Position: Analog Engineer
Current Institution: Intel
Ultra-Low Power Multi-Channel Data Conversion with a Single SAR ADC for Mobile SensingApplications
Traditional data compression for sparse signals like bio-signals and image signals is subsequent to front-end Nyquist-rate data sampling. Recently emerging compressive sensing (CS) theory suggests that the signal sparsity can be exploited to enable sub-Nyquist rate sampling and thus save commensurate power and hardware-complexity of the front-end sensor. Although in recent years CS has been actively exploited to reconstruct a single-channel signal at sub-Nyquist rate in the applications of cognitive radios and bio-sensors, very few previous works cover its feasibility on multi-channel ADCs. Besides, most previous single-channel works use active components like integrators and op-amps to perform the weighted summation operation required by the CS process, which is area and power-consuming and severely limits the linearity. An area and power-efficient, high linearity architecture for multi-channel CS-based ADC is potential. Our work proposes a CS-based SAR ADC which is capable of simultaneously converting 4-channel sparse signals at the Nyquist rate of one channel. The chip is fabricated in a 0.13μm CMOS
process. Operating at 1MS/s, the SAR ADC itself achieves a 66dB SNDR and a 25fJ/step FoM at 0.8V. Using convex optimization methods, 4- channel 500kHz-bandwidth signals can be reconstructed with a 66dB peak SNDR and a 41% max occupancy, leading to an effective FoM per channel of 6.25 fJ/step.
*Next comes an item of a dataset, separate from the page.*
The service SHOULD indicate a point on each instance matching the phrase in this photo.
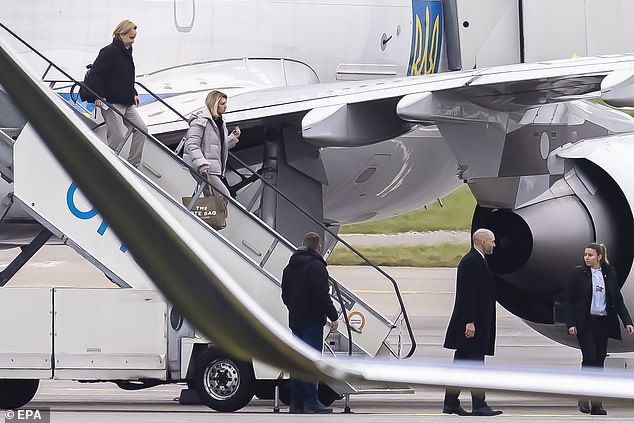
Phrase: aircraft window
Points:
(365, 175)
Wenjuan Guo received the B.S. degree from Tsinghua University, Beijing, China, in 2011 and the Ph.D. degree from The University of Texas at Austin, TX, USA, in 2016. Her Ph.D. dissertation is focused on ultra-low-power high performance SAR ADC design. During her Ph.D., she taped out three chips. After Ph.D. graduation, she continued to work with her supervisor, Dr. Nan Sun, as a Post-Doctoral Fellow and extended her research to high-resolution time-to-digital converter (TDC) design. Within 3 months, she taped out another two chips. From June 2013 to May 2014, she was a Design Intern in the DAC team of Texas Instruments, Dallas, TX. She worked on a 16-bit R-2R DAC design. She received Texas Instrument Fellowship in 2014 and 2015. Currently she is an analog design engineer in the analog-and-mixed-signal team of Intel, Austin, TX, USA.